YouAreAToy · 21/04/2025 20:39

Some of these blokes need to be returned to the sex board. Mumsnet, please take them back.

OldSkuul · 21/04/2025 20:42

ballettap · 21/04/2025 20:21

Again, how do you know? Because they say they're independent and therefore it's their own free will? They're hardly going to tell you otherwise. How do you know there isn't someone forcing them from behind the scenes, whether a pimp or a boyfriend. Most people wouldn't choose to have sex with someone they're not attracted to. And someone who thinks their body can be used by others who couldn't care less if they're entering said body and wouldn't be doing it unless they were getting paid.

Genuine question as I struggle to understand the thought process.

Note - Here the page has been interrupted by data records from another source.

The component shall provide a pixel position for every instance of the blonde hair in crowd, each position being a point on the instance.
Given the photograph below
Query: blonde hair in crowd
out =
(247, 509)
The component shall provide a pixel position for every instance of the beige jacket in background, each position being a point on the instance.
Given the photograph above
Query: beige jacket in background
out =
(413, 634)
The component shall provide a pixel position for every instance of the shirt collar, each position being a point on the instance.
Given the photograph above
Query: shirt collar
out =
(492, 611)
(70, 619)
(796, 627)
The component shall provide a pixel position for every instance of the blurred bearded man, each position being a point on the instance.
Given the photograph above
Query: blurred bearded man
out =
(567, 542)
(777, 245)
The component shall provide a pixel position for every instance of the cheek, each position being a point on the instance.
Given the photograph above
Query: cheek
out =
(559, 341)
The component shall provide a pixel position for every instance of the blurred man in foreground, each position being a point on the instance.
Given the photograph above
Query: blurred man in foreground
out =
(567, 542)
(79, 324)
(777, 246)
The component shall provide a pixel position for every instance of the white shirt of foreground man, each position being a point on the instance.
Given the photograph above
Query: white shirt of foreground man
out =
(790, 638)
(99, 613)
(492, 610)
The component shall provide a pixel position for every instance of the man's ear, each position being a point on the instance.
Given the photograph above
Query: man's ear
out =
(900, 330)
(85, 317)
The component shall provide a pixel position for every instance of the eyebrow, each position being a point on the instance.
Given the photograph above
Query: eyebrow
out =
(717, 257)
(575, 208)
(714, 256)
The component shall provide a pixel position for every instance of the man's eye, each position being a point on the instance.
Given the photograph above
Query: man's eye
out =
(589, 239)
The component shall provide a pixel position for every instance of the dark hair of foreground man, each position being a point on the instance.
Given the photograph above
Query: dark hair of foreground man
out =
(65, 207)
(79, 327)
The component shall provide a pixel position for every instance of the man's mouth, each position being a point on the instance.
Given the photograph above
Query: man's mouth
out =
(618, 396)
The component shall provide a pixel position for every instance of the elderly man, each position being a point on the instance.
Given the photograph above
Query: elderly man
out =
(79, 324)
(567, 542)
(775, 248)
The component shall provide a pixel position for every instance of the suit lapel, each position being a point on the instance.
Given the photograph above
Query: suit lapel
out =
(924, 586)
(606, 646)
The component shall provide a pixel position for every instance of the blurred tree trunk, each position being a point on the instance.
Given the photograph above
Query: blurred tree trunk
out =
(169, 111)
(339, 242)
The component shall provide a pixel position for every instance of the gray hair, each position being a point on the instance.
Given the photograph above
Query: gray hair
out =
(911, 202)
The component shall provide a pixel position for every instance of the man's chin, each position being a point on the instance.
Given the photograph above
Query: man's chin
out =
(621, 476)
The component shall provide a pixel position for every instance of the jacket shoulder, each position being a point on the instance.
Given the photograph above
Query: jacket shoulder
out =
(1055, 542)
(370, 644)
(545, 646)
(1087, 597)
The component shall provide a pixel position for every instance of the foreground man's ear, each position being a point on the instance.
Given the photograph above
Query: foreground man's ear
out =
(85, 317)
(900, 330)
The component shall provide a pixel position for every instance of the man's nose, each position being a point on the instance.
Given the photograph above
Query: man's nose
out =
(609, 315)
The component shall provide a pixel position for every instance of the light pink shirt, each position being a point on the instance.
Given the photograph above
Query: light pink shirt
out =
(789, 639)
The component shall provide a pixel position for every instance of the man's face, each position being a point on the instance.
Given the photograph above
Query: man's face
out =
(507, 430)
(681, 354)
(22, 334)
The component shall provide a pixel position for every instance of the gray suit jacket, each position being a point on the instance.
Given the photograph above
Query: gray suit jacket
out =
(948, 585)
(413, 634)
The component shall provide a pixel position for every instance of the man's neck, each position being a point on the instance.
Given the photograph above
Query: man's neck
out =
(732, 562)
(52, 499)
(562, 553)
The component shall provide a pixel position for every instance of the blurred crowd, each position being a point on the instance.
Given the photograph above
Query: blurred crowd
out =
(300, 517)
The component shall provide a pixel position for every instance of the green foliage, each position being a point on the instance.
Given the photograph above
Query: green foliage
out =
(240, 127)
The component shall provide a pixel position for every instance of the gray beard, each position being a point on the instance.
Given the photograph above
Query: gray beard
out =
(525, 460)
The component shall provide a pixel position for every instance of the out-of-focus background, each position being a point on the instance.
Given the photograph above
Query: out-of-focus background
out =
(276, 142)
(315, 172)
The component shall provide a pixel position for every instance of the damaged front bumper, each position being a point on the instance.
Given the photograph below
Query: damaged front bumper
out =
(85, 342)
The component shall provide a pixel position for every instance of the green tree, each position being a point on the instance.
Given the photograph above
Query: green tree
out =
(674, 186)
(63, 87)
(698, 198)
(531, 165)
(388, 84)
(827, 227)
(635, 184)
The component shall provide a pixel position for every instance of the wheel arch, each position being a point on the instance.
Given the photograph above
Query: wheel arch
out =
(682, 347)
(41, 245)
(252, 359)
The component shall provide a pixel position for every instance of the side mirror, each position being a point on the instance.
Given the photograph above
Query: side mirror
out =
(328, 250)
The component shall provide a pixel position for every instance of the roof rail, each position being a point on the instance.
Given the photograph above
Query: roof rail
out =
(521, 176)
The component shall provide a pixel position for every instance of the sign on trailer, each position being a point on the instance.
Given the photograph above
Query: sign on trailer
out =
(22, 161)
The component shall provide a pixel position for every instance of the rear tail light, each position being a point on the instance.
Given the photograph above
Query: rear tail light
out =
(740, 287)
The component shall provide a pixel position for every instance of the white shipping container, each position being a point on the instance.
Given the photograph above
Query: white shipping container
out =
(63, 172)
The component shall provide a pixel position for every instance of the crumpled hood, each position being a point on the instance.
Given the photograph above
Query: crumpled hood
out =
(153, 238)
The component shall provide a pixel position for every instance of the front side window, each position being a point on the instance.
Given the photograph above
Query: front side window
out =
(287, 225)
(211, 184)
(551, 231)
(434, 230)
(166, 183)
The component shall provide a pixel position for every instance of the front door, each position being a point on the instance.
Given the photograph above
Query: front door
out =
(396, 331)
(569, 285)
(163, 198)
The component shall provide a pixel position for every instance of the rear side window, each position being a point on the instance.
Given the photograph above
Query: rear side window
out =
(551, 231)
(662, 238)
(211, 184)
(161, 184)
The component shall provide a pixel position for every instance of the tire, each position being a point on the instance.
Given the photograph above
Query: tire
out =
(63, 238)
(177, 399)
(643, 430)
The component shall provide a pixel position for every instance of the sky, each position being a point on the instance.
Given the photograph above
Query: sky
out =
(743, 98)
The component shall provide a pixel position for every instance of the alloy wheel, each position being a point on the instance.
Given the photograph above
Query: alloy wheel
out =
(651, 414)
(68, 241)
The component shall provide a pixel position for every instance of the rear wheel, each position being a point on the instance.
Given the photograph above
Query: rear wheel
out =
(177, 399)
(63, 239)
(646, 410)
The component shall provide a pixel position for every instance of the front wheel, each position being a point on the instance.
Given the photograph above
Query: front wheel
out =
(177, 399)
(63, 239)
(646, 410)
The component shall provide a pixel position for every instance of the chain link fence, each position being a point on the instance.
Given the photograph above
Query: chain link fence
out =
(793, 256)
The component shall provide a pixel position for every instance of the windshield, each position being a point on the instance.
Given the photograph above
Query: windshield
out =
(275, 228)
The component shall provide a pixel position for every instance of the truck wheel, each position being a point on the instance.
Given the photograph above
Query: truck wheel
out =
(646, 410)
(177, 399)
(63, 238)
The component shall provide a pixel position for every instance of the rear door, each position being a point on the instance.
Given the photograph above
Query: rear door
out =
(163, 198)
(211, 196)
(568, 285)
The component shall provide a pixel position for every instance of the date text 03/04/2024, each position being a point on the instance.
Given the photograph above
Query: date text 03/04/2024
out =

Behind the wonder-gymnastic you applauded at the Olympics there might have been abusive parents who literally starve her and force her to practice hours on end. The nail salon you go to might have a trafficked far-eastern lady giving you a manicure. That dress you're wearing could have been made by an 8 year old on tuppence a day.

I guess most people navigate the world with what they deem reasonable enough care and consideration. You just can't ever be absolutely positive there isn't anyone whose services you use, that isn't enslaved.